How could I do that?
Look at myself.
And in that summer’s dreams,
I’d see it
watch the gypsy pin-up with his goat
dance for the tourists in the square;
then turn his disaffected, betrayed eye upon me
with no more love than stone.
. . . Where did it end?
School. Heavy equipment. A steady hand.
And me, alone all night up there,
bent on revenge.
He had pet names for them.
Marie.
The bellhouse was shaking when he spoke for him.

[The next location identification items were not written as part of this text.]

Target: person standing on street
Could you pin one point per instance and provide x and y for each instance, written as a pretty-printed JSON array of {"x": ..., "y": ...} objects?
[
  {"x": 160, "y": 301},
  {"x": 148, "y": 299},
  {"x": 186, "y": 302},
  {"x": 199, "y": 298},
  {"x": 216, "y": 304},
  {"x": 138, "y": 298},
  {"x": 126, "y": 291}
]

I climbed inside her with my claw hammer, my pliers,
My flow, my clamp;
and, though it took an adversarial hour,
ripping her brass tongue out
and let it fall.
Then Josephine,
his second favorite bell,
keeping open her marvelous golden lips
and let me in.
the bells. The bells.
I made them dumb.
No more arpeggios, than scales, no extensions, trills
for baptisms, weddings, great, happy occasions
Thursday.
No more practicing
for bells on smudgy autumn evenings.
No clarity of sound, divine, groovy,
to purify the air
and bowed the heads of the drinkers in the bars of the city.
No single
solemn
funeral note
to answer
disease.
I saw and pulled and hacked.
I wanted silence back.
– Carol Ann Duffy
Here is a poem from Scotland. An eloquent example of fresh Scottish literature at the end of the twentieth century. Taken from the anthology New Scottish Writing edited by Harry Ritchie and published by Bloomsbury in 1996. Something bright and exciting as it fits into a new year.